Irony: So Help Me God and Making Oaths to Other Gods

Baby bluebirdsIs an oath an oath if it’s sworn in the name of someone else’s god? 

You’d think that jury duty and court cases would remember the premise of separation of Church and State.  What if the defendant is an atheist?  Or Muslim?  Or Wiccan?  Does this mean only Christians can sit in judgment?  Will a non-Christian get a fair trial?

The last time I gave a deposition was at least 15 years ago.  I was Christian at the time and still didn’t particularly care for either the idea of swearing on a Bible (“What if some people don’t believe in the Bible?” I’d asked…to incredulous looks) or swearing in general.  I was told that all that had changed, that the legal system was more observant of separating Church and State, that I would no longer be asked to put my hand on a Bible or swear to the Father of Jesus.  That’s not entirely true.  The Bible may be gone from the courtroom but God is not.

At this point in my spiritual journey, swearing means nothing to me but an insult.  I don’t lie, and I believe that my word is good enough.  Swearing won’t make me any more truthful so it’s offensive to me to be asked.  And why would swearing to tell the truth make any difference to a liar?  What’s the point? Does swearing to your god make you think twice about lying?  If so, why?  Would not the same god strike you down for lying when not under oath as when under oath?  Isn’t the sin the same?

Yes, I have taken oaths in the past.  I have taken them to my country in pursuit of my livelihood.  I have been Christian and sworn so-help-me-God to the God of the Christians.  And I have taken an oath to the Morrigan.  Would I take the latter oath again?  Perhaps.   But not because the oath makes me any more likely to do what I have committed to do but that the oath in that context is ritual to me.

So I’ve been summoned before a court and told to swear.  Is that the same as being summoned to attend a ritual?  A ritual where, if someone asked that the words be changed to “So help me, Morrigan” or “So help me, Allah” or “So help me, Flying Spaghetti Monster,” the 200 people sitting here fidgeting would be up in arms?  Would that make them pay attention to the words?  To the concept of separation of Church and State?
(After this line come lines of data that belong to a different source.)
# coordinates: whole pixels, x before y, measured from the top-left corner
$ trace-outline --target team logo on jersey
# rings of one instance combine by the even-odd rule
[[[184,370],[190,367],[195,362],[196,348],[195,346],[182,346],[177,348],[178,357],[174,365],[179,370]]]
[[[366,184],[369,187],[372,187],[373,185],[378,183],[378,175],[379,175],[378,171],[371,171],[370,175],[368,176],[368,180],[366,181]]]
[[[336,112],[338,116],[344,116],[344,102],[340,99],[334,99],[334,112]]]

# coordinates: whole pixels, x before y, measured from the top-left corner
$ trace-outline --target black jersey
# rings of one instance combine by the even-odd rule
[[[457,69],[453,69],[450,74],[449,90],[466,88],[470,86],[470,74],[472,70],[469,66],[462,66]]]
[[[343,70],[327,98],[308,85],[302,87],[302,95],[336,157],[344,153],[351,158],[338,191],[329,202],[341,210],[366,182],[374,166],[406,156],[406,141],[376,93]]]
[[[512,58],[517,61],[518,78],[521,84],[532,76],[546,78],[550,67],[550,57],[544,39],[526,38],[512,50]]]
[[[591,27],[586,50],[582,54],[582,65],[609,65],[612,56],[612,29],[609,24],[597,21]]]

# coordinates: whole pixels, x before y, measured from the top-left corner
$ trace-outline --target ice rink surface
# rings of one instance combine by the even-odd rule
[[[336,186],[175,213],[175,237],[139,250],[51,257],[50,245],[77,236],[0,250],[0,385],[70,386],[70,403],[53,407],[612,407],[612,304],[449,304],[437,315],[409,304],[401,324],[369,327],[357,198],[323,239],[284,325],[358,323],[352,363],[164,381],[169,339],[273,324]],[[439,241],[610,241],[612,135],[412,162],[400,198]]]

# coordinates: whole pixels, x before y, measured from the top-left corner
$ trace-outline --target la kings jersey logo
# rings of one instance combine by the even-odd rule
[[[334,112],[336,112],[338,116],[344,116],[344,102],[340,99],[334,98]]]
I look around this room full of perspective jurors, not yet knowing that I will be asked both to swear and to conclude my oath with “So help me, God” three separate times in one day before I take my seat in the jury box and yet wonder why witnesses on the stand are asked only to “swear” or “affirm,” with no invocation of God.   I wonder if any one of these 200 people in the room with me have given So-Help-Me-God a second thought.  Or is it only those of us to whom the invocation of a God means more than just words we’ve become accustomed to  from over-usage?